Selasa, 18 Desember 2012

Budak, Polisi dan “Bocah” Tidur


Budak, Polisi dan “Bocah” Tidur
Mohamad Sobary ;  Budayawan
SINDO, 17 Desember 2012


Penyair Lebanon, yang banyak di antara puisi-puisinya ditulis di Boston, mengguncangkan dunia hanya dengan puisi. Dia— Khalil Gibran—mungkin memang penyair agung di segala zaman. Dia pernah menulis dalam corak dialog antara dua orang. 

Orang pertama mengatakan, “Kalau kau temukan seorang budak tertidur, sedang bermimpi tentang kebebasan, biarkan dia tetap dalam tidurnya.” Orang kedua mengatakan sebaliknya: “Bangunkan dia agar dia tahu kenyataan hidup yang dihadapinya.” Kita bebas mengambil pilihan.
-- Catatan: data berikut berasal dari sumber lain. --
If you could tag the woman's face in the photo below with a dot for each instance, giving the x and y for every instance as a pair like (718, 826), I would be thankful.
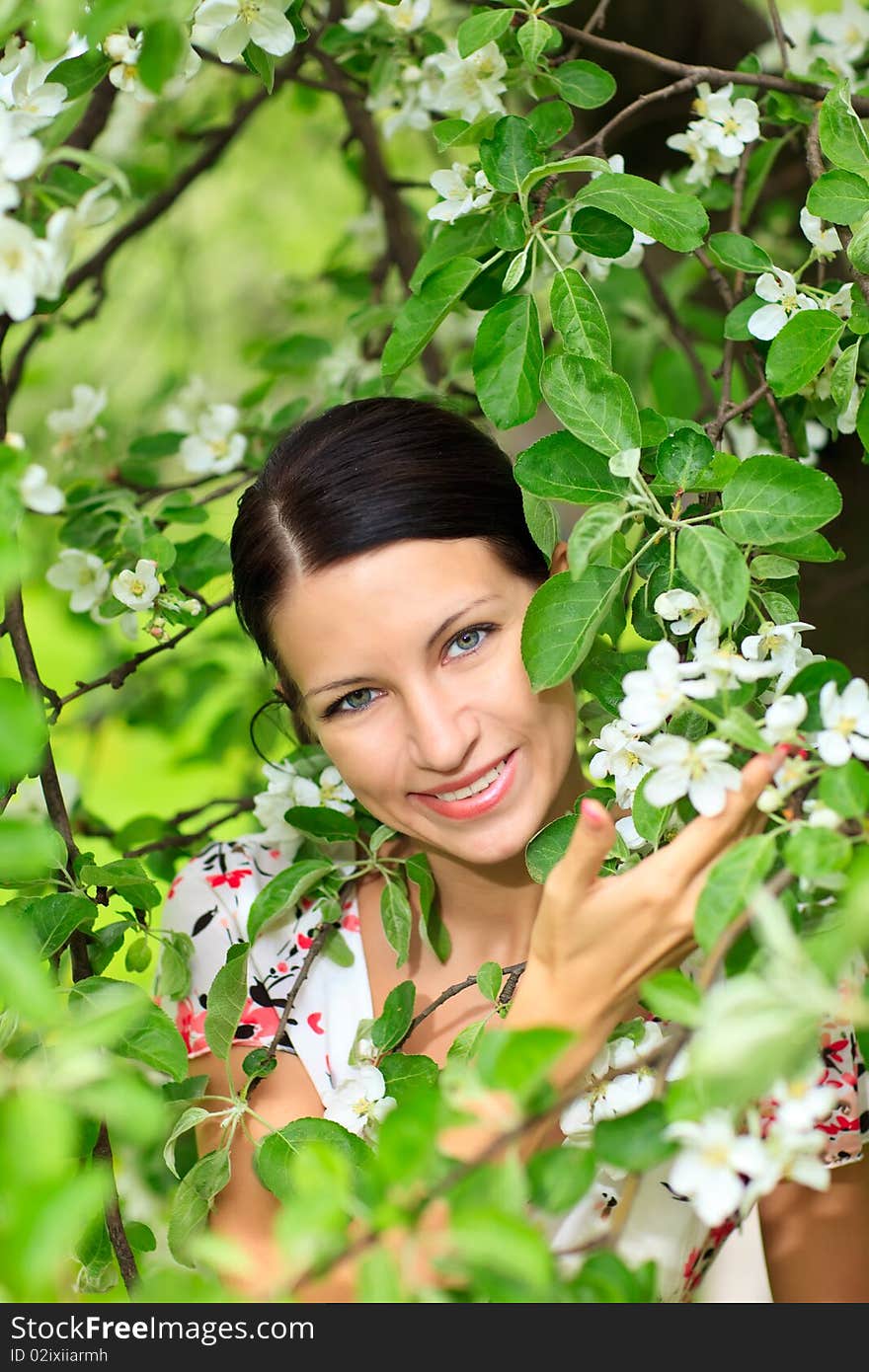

Apa pun pilihan kita, di sana ada landasan filosofi mengenai kebebasan.Saya memilih untuk tetap membiarkannya. 

Budak, yang hidup tertindas, tak pernah boleh merasa memiliki pencapaian dalam hidup karena satu tugas selesai, bukan berarti tiba masa istirahat. Tugas dan perintah baru segera muncul, tak hentihentinya, terus-menerus. Dan boleh jadi apa yang dikerjakannya serba-tak memuaskan hati tuannya. Dalam situasi penuh penindasan seperti itu, apa salahnya bila kita membiarkannya menikmati kebebasan, biarpun itu hanya dalam mimpi? 

Kemuliaan Makna Tidur 

Patut dicatat di sini, budak tidak bisa mengadakan revolusi. Di Amerika saja, rajanya demokrasi dan hak asasi manusia—katanya—, budak menuntut hak asasinya dengan pengorbanan berdarah-darah dan Martin Luther King, pelopor terkemuka yang berteriak “I Can Not Wait” itu akhirnya ditembak, tak sekadar berdarah-darah. “Kesimpulan kita?” “Merdeka dan bebas itu dilarang.” 

Tentu saja, yang melarang itu mentalitas yang tak begitu menghargai makna kebebasan bagi umat manusia, yang semua lahir untuk bebas. Bawaan sejak lahir kita bebas. Langit memberi kebebasan itu. Tapi bumi tak berdaya ketika kebebasan itu dirampas orang-orang kuat yang tak peduli kekuatannya mengakibatkan penderitaan. Maka, menghentakkan budak yang sedang bermimpi kebebasan itu—apa pun alasan politik dan filosofinya— bagi saya merupakan sebuah kekerasan yang tak manusiawi. 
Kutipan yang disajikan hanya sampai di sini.